Tunbridge seated them at the supper table and uncovered the dishes.

“Just a light meal,” announced the hostess, “scrambled eggs, toast and cocoa, but it will warm you up and help you last until breakfast.”

“It looks delicious!” said Dorothy, who discovered at the sight of food that she was starving. In fact all three were hungry, and for some little time conversation was dropped while the soft-footed Tunbridge waited upon them.

“We will have a chat tomorrow, Janet,” Mrs. Lawson said presently. “Tonight you are tired and so am I. We take breakfast in our rooms. Ring for it when you’re ready, but don’t hurry about getting up, I’ll see you down here about eleven-thirty. Have you had enough to eat and drink, my dear?”

“Plenty, thank you, Mrs. Lawson.” Dorothy thought it would be just as well if she played the demure mouse until she had a chance to size up her employer.

“Then I think we’ll go upstairs, Janet, and I’ll show you your room.” She looked at her husband. “You’ll be coming up soon, Martin?”

“Just as soon as I finish this pipe, and get a bit warmer.”

“I think,” said Mrs. Lawson, “that both you and Janet had better take a hot lemonade before you go to bed. I don’t want to have you both laid up with colds tomorrow.” She smiled solicitously at the girl.

“I hate the filthy stuff,” protested her husband.

“Don’t be ridiculous,” she answered coldly and turned to the butler. “Tunbridge, have hot lemonades sent to Miss Jordan and Mr. Lawson in about twenty minutes, if you please.”

“Very good, madam.”

Laura Lawson slipped her arm through Dorothy’s. “Don’t be long, Martin.”

“I won’t. Good night, Janet.”

“Good night, Mr. Lawson.”

Mrs. Lawson seemed lost in thought as they slowly mounted the stone stairs. Suddenly she began chattily: “Men are such stupid creatures, Janet. So stupid about taking medicine or anything else that may be good for them. Martin and that hot lemonade is a case in point. I hope that you haven’t any foolish ideas like that?”

“Oh, no, indeed. I’m rather fond of it.”

“That’s fine. Now promise me you’ll get into bed and drink it just as hot as possible. There’s nothing better to ward off a cold, and you’ll sleep like a top into the bargain. Well, here’s your room, my dear. It’s late, so I won’t come in, but I think you’ll find all you need to make you comfortable. If you want anything, ring. Good night, Janet. Sleep well.”

“I’m sure I will, Mrs. Lawson. Good night.”

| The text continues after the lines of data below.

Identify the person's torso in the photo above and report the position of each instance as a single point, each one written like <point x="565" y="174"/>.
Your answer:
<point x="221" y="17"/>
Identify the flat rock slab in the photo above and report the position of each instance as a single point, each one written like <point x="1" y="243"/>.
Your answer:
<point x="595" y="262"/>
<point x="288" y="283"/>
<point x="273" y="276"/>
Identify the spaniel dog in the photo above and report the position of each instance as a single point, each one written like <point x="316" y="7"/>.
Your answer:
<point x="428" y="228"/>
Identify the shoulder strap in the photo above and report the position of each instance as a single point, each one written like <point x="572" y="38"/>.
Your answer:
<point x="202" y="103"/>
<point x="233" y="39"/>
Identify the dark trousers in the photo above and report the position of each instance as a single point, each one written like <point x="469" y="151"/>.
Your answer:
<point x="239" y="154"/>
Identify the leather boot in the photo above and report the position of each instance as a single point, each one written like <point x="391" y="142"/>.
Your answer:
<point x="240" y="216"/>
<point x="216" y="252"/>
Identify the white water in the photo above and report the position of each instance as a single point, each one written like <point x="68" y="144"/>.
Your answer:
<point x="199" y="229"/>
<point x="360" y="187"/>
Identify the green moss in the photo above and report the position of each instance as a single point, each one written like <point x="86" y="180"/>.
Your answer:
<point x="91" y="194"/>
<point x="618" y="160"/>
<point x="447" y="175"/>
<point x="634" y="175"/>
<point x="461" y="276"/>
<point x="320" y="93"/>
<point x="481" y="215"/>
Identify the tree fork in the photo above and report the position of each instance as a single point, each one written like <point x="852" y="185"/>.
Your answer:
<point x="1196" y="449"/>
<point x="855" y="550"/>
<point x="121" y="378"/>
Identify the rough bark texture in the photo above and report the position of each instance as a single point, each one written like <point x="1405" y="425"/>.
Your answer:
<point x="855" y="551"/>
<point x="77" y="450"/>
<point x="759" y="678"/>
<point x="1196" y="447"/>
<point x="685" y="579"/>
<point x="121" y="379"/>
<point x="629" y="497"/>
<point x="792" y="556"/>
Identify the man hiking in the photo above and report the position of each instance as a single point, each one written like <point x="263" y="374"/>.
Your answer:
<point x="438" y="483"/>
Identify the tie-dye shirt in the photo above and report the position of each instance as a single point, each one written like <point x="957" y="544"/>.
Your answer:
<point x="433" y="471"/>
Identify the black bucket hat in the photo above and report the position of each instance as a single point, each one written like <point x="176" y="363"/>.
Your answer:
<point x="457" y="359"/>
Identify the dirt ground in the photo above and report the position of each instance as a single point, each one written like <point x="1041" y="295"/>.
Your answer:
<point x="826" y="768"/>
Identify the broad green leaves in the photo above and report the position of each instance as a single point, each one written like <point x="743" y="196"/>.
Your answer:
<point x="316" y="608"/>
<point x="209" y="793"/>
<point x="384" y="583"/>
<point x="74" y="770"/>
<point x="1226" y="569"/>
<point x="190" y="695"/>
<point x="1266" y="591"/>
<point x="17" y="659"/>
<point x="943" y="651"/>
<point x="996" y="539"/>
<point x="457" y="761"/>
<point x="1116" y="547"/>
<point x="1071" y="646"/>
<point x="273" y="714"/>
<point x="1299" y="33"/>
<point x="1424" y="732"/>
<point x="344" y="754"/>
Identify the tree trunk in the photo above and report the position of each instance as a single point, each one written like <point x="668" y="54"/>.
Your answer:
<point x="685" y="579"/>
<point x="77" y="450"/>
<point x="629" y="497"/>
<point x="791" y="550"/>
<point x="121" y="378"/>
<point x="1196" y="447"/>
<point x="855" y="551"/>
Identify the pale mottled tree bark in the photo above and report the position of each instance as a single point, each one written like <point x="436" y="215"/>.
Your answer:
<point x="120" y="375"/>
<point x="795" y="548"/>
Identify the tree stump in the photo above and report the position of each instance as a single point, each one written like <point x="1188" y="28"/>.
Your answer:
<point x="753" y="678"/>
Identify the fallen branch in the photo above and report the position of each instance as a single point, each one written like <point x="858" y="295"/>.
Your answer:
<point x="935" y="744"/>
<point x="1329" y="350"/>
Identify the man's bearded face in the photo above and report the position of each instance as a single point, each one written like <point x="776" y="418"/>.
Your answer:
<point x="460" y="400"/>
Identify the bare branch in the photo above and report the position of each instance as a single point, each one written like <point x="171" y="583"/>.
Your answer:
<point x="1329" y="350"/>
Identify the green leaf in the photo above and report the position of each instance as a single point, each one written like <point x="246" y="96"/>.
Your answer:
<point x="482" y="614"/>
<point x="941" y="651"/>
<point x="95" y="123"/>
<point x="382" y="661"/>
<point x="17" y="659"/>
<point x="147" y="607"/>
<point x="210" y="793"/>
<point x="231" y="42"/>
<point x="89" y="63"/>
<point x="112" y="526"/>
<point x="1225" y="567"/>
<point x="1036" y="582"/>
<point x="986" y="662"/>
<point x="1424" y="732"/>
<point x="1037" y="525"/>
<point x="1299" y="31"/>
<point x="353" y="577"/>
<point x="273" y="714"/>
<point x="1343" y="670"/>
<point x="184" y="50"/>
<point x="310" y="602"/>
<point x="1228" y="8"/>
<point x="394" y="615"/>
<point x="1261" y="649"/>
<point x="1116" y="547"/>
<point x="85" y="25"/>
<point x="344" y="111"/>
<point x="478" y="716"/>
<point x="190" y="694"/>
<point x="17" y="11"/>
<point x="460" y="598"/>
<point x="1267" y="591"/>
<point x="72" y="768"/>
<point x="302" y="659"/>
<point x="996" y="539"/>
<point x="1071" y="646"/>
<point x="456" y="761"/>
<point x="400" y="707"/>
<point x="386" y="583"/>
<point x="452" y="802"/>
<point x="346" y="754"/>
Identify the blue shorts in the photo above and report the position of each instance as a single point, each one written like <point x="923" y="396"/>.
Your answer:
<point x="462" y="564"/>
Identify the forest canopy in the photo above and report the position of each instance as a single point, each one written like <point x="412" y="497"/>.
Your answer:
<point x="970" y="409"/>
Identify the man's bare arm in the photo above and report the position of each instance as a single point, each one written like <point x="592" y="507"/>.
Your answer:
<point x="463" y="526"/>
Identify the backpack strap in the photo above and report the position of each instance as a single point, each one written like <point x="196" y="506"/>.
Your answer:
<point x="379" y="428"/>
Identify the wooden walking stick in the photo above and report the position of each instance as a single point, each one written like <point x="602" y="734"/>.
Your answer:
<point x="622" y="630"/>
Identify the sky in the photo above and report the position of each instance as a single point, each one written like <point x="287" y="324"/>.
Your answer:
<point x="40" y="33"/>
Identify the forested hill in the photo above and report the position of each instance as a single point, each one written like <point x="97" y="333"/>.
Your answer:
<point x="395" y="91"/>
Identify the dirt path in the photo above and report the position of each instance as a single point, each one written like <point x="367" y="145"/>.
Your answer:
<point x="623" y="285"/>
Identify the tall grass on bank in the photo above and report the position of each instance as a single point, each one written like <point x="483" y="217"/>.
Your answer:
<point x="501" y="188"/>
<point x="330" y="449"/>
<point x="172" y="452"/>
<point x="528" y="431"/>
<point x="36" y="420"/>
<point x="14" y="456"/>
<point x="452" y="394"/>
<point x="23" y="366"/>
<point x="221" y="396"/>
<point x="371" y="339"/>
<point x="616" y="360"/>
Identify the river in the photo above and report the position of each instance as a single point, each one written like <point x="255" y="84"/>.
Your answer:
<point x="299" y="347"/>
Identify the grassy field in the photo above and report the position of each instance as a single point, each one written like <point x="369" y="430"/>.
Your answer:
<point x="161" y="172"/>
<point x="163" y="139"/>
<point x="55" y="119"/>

The older woman passed along the gallery and Dorothy entered her bedroom. It was a good-sized room, attractively furnished with everywhere evidence of a woman’s taste. Pink-shaded electric candles gleamed from the walls papered in cream and scattered with tiny pink rosebuds. The small grey-painted bed displayed pink pillow cases, sheets and blankets. A dainty writing desk in one corner of the room was also painted grey as was the chaise longue and the chairs, where the upholstery carried out the note of pink. A soft grey rug, pink-bordered, covered the floor, and Dorothy’s feet sank into its thick, warm pile as she investigated her new quarters. She saw that the room was nearly square, and opposite the door a rounded alcove sheltered a bow window, hung with pink taffeta, and the window seat below it was cushioned in pink.

In a corner against the wall stood Janet’s wardrobe trunk, and near it was a door that led into a spacious closet. Dorothy hung her coat on a padded hanger, and then looked into the rose and onyx tiled bath.

As she re-entered the bedroom she stopped short in surprise. A small piece of white paper protruded from beneath the door to the gallery. Quickly she stooped, snatched the paper and opened the door. The gallery was empty. Crossing to the balustrade she looked down upon the great entrance hall. That also was deserted and nobody was to be seen on the staircase.

She turned back, closed and locked her door. Then she spread out the paper she had crumpled in her hand. Printed on one side in pencil she read the words:

“BE ON YOUR GUARD. DO NOT DRINK THE LEMONADE. DESTROY THIS AT ONCE.”

“Now I wonder…” Dorothy muttered softly, “who sent me this note?”